We both yelped, staggered, groped for support, disengaged, muttering excuses, and separated hurriedly. I crossed the street, did an elementary double-back through an arcade, and watched him hurry past. Then I hailed a noisily cruising helicab that had probably been condemned and sold by the City of New York Transit Authority a dozen years earlier.
I caught a glimpse of him standing on the corner looking around worriedly as we lifted off over the rooftops.
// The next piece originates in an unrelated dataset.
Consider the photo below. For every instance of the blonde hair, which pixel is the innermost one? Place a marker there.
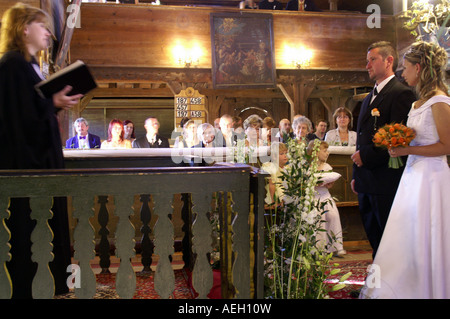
(347, 112)
(14, 21)
(432, 60)
(311, 144)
I didn't waste any sympathy on him; he had been carrying a heavy solid-slug pistol under one arm, a light energy gun under the other, and at least three hypo-spray syringes under his left lapel-probably containing enough assorted poisons to suit any personality he might take a dislike to.
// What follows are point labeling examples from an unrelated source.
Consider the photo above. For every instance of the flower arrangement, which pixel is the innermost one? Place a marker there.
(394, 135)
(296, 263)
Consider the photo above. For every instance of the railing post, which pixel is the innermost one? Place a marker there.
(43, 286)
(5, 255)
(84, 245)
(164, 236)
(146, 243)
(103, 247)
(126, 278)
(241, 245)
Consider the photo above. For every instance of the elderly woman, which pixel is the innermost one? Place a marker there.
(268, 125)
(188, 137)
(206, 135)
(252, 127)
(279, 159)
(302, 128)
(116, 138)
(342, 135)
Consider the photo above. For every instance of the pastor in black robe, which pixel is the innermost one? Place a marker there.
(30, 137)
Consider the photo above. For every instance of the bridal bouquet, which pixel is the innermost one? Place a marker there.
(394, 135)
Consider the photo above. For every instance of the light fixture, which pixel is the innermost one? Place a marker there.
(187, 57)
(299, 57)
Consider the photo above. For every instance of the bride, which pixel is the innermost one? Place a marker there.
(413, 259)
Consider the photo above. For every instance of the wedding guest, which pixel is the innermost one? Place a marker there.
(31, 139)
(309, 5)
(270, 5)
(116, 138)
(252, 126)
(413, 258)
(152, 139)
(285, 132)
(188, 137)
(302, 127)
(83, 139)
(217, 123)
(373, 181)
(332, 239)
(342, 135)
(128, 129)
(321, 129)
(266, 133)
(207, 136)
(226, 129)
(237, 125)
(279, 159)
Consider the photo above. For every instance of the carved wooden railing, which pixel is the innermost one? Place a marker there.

I took out his wallet and riffled through it; there were a couple of hundred Algerian francs, a new two cee American bill, a folded paper containing a white powder, a soiled card imprinted with the name of a firm specializing in unusual photographs, one of the photographs, a week-old horoscope, and a scrap of paper with my name scrawled on it. I didn't know whether it was Julius' handwriting or not, but there was enough of a UN watermark showing to make the question academic.
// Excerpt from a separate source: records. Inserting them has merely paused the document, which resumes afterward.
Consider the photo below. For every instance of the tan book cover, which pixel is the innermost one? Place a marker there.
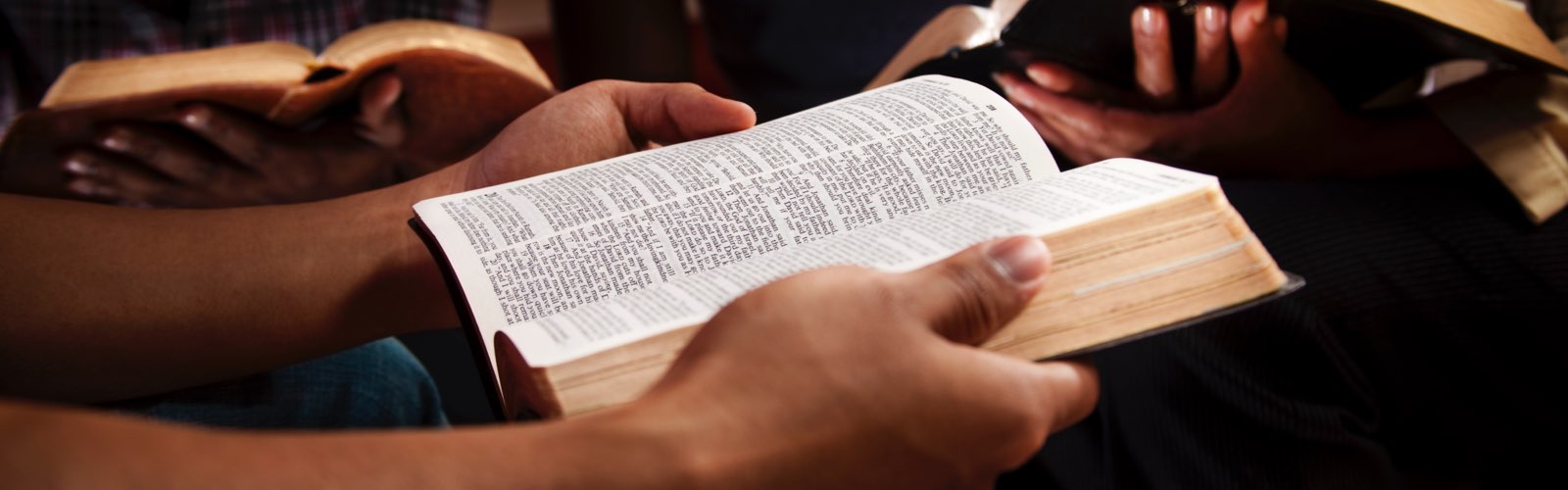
(460, 86)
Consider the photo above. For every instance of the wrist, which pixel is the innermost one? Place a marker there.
(650, 448)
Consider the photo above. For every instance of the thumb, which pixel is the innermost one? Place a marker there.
(380, 117)
(678, 112)
(972, 294)
(1259, 38)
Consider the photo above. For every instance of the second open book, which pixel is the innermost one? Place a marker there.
(582, 286)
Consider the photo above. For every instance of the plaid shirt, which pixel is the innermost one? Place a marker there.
(39, 38)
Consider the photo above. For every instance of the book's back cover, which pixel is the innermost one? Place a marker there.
(466, 316)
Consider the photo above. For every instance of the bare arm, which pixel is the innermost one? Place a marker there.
(839, 377)
(109, 304)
The cab dropped me in the wide plaza in front of the down-at-heels aluminum and glass Army-Navy-Air Club. I gave the driver the little man's two hundred francs. He accepted it without comment; maybe New York had thrown him in on the deal with the heli.
***
I had an hour or two to kill. It would be necessary to stay away from my room long enough to give Julius-or anyone else with an interest in my movements-adequate time to look over the evidence planted there to satisfy himself about my mission in Tamboula.